Cryostat-sectioned kidneys were stained by an immunoperoxidase method, for T cells with anti-CD4 and anti-CD8 monoclonal antibodies; for B cells with rat anti220 monoclonal antibody (PharMingen, San Diego, CA, USA); and for macrophages (Mø) with F4/80 hybridoma culture supernatant (HB198; American Type Culture Collection, Rockville, MD, USA). Numbers of T cells, B cells and macrophages in the kidney were represented as those per periglomerular or perivascular area [13] (magnification ×400).
Immunofluorescence analysis
To evaluate the glomerular and perivascular deposition of immunoglobulins, we washed cryostat sections of the kidney with phosphate-buffered saline (PBS) and pretreated the sections with 10% goat serum for 30 min at room temperature. These sections were incubated with fluorescein isothiocyanate (FITC)-conjugated goat antimouse total IgG, IgG1, IgG2a and IgG2b antibodies (Caltag, Burlingame, CA, USA) for 30 min at 37°C, washed with PBS, and then analysed using a fluorescence microscope (Labophot, Nikon, Tokyo, Japan). The intensity of the fluorescence was assessed by scoring 10 randomly chosen glomeruli on a semiquantitative scale (0, no deposition; 1, weak; 2, moderate; 3, strong) and five randomly chosen inter- or intralobar vessels on a two-part scale (negative, no deposition; positive, deposition). Specific staining was visualized using a fluorescence microscope (Zeiss, Heideberg, Germany). Tissue sections were evaluated randomly by two pathologists (magnification ×400). Scores were shown as the mean ± s.d. of nine specimens.

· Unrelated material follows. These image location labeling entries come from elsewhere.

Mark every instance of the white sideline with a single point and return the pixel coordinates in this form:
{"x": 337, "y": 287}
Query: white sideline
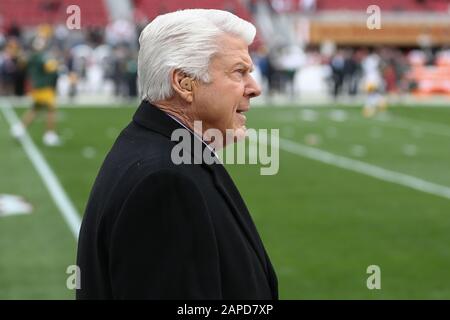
{"x": 365, "y": 168}
{"x": 49, "y": 178}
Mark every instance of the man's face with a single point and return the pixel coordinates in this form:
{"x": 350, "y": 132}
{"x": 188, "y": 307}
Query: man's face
{"x": 221, "y": 103}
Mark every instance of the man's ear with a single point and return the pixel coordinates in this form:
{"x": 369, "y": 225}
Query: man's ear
{"x": 183, "y": 85}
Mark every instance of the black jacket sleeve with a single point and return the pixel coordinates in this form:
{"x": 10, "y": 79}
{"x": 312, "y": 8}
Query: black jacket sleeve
{"x": 163, "y": 244}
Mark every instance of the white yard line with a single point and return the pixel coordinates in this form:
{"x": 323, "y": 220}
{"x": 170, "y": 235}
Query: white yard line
{"x": 47, "y": 175}
{"x": 365, "y": 168}
{"x": 420, "y": 125}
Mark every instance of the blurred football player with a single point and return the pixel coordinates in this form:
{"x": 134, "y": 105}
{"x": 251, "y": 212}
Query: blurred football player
{"x": 43, "y": 73}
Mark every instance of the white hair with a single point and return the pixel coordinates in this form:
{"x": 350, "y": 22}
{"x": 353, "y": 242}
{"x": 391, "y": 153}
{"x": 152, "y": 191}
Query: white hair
{"x": 184, "y": 40}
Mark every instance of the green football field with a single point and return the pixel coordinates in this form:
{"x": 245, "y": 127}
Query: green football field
{"x": 350, "y": 193}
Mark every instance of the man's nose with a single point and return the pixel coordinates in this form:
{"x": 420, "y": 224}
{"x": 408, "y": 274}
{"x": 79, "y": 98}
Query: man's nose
{"x": 253, "y": 89}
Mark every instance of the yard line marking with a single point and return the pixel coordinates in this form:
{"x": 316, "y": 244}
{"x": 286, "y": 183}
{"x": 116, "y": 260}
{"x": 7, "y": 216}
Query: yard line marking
{"x": 412, "y": 124}
{"x": 365, "y": 168}
{"x": 47, "y": 175}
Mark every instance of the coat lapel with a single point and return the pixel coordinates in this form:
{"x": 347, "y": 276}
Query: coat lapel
{"x": 154, "y": 119}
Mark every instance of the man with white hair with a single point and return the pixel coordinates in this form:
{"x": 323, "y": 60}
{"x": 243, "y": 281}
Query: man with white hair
{"x": 155, "y": 228}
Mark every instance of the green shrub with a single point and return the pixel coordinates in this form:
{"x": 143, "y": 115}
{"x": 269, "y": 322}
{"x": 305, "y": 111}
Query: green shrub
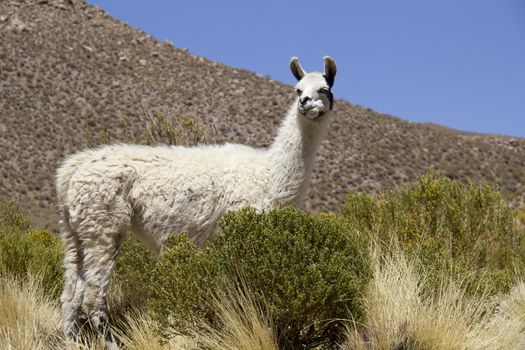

Isolation of CD4+ T lymphocytes
The spleen was obtained from each mouse, and the splenocytes were used for the following assay. After removing red cells by haemolysis using distilled water, we used cells that passed through a column containing nylon-wool fibre (Wako Pure Chemical, Osaka, Japan) as T cells. The purity of the CD3+ T cells in these cells was >94% as determined by flow cytometry. CD4+ T cells were purified by positive selection using biotinated anti-CD4 monoclonal antibody (RM4-5, PharMingen, San Diego, CA, USA), streptavidin-labelled magnetic beads (Dinal Beads M-280, Dynal AS, Oslo, Norway) and a magnet (Dinal M, Dynal AS).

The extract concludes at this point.